Allowances may then be traded as required.
The EU ETS was from the start designed as a multi-national -
with all EU member states participating in the system - as well as
a multi-sector system. In 2013 more than 11,000 stationary
installations in 31 countries participated in the scheme. Covered
by the EU ETS are carbon dioxide (CO2) emissions from power and
heat generation, energy-intensive industry production and
commercial airlines as well as nitrous oxide (N2O) and
per-fluorocarbons (PFCs).
The system covers around 2bn tonnes of carbon emissions (around
45% of the EU's greenhouse gas emissions in 2013) and the average
price for a European Union Allowance (EUA) was €4.50 in 2013.
About ICIS
ICIS Tschach Solutions provides information and intelligence to
every participant in the carbon markets. ICIS Tschach Solutions
employs a unique combination of quantitative and qualitative
research and expert opinion to deliver detailed insight into
emissions and carbon trading schemes, and identifies important
commonalities and disparities.
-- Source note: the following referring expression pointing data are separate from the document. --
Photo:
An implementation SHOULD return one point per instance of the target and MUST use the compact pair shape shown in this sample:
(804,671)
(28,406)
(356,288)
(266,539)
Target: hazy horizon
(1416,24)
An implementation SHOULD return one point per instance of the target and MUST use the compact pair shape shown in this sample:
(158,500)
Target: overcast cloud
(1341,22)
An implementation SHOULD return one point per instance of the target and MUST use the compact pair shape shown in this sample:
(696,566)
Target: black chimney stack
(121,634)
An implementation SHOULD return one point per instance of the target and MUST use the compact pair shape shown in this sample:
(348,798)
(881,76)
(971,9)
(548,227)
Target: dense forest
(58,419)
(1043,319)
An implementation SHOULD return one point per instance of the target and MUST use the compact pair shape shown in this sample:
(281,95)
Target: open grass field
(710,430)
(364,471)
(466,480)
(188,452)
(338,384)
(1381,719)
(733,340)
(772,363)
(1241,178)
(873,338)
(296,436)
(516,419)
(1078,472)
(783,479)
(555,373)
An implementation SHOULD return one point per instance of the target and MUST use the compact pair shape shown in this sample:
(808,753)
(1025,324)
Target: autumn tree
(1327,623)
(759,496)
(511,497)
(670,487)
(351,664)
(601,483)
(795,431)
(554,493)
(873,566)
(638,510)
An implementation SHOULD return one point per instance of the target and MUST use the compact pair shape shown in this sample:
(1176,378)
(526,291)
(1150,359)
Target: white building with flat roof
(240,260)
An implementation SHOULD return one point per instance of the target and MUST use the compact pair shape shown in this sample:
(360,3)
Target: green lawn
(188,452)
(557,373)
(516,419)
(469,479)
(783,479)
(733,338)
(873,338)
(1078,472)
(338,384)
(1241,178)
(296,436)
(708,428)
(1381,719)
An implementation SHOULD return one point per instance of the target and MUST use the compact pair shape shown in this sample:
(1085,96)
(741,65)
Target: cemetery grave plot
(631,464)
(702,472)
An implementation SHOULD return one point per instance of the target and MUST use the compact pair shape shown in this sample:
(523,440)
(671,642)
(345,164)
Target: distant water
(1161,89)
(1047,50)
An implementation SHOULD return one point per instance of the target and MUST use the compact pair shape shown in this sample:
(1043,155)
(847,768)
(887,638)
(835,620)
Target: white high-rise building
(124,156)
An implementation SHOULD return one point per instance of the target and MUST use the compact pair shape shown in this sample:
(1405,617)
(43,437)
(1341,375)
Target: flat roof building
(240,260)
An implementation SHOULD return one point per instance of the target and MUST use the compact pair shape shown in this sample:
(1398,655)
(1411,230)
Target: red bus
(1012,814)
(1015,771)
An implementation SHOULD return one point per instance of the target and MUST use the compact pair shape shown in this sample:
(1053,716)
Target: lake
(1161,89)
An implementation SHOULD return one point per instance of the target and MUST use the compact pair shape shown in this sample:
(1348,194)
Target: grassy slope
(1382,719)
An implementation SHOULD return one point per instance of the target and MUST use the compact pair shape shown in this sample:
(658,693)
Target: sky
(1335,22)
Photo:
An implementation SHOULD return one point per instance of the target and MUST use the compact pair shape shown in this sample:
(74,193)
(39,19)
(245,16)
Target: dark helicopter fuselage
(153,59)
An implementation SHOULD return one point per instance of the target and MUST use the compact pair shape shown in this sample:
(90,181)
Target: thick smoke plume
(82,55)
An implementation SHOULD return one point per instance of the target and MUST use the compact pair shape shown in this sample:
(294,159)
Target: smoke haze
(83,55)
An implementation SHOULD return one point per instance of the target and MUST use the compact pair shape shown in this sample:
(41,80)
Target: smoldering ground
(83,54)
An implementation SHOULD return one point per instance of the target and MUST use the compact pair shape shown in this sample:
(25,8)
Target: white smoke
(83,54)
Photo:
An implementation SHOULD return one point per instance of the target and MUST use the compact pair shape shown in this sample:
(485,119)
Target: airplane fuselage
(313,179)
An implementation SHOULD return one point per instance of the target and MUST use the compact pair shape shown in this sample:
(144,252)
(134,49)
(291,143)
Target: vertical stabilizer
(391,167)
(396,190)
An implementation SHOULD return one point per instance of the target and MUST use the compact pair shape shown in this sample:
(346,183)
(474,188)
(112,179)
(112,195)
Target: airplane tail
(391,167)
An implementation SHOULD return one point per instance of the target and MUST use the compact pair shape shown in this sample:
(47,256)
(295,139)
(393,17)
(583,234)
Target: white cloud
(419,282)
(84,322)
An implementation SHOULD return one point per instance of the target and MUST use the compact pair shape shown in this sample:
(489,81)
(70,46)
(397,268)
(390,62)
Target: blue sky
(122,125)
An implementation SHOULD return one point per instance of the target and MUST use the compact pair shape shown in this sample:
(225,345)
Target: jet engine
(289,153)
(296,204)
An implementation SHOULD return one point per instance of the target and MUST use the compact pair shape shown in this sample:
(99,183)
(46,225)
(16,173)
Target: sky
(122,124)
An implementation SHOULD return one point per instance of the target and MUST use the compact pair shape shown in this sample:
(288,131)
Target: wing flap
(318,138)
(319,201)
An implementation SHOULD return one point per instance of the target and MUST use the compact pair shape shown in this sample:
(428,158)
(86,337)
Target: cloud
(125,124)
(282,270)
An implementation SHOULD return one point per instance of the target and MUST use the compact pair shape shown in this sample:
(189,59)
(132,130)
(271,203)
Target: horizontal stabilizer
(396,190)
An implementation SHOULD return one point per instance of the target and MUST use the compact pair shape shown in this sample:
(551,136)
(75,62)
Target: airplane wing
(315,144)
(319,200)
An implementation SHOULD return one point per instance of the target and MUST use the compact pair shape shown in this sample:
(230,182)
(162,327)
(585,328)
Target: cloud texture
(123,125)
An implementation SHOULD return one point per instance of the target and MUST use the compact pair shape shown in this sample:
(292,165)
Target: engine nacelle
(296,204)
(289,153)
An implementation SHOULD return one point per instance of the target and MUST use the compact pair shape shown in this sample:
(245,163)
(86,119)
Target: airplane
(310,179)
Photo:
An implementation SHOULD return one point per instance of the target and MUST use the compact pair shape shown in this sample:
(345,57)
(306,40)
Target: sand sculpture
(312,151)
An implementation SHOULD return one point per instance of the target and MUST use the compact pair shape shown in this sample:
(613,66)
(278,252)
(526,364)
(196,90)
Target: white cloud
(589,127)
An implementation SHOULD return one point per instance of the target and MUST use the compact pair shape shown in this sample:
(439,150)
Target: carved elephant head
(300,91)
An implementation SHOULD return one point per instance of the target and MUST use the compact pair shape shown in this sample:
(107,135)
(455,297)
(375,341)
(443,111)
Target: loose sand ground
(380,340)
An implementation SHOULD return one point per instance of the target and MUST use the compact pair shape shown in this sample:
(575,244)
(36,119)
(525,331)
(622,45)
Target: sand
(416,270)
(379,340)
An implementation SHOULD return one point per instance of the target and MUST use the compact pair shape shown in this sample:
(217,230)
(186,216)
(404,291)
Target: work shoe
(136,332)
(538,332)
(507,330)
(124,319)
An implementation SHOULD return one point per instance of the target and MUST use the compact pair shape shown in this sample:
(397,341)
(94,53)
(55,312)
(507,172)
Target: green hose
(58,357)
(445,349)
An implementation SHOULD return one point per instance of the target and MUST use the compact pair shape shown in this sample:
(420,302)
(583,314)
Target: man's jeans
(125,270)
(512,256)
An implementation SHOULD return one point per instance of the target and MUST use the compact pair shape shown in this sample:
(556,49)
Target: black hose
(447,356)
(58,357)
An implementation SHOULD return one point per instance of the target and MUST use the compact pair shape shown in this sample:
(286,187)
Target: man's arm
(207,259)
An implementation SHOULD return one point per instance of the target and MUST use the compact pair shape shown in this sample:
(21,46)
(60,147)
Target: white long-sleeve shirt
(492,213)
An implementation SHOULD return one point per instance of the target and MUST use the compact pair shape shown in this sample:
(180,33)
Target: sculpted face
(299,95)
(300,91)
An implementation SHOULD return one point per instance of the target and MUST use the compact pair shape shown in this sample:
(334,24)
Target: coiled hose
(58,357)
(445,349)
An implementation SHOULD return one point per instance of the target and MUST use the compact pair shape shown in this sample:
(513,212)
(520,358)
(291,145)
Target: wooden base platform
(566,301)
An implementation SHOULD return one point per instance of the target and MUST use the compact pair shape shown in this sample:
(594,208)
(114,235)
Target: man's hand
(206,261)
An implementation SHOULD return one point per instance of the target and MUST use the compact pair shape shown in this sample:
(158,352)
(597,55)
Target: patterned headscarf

Our Timing Impact Model provides
clients with a more rounded perspective than conventional
approaches and helps create competitive advantage. We offer clients
a complete and transparent analysis of market dynamics, including
emerging upside or downside risks to carbon prices and the
assumptions on which these are based.
ICIS has more than 30 years' experience providing pricing
information, news, analysis and consultancy to buyers, sellers and
analysts of energy and related commodities. In 2013 it acquired
Tschach Solutions to add specialist carbon trading services to its
portfolio. ICIS Tschach Solutions is based in Karlsruhe.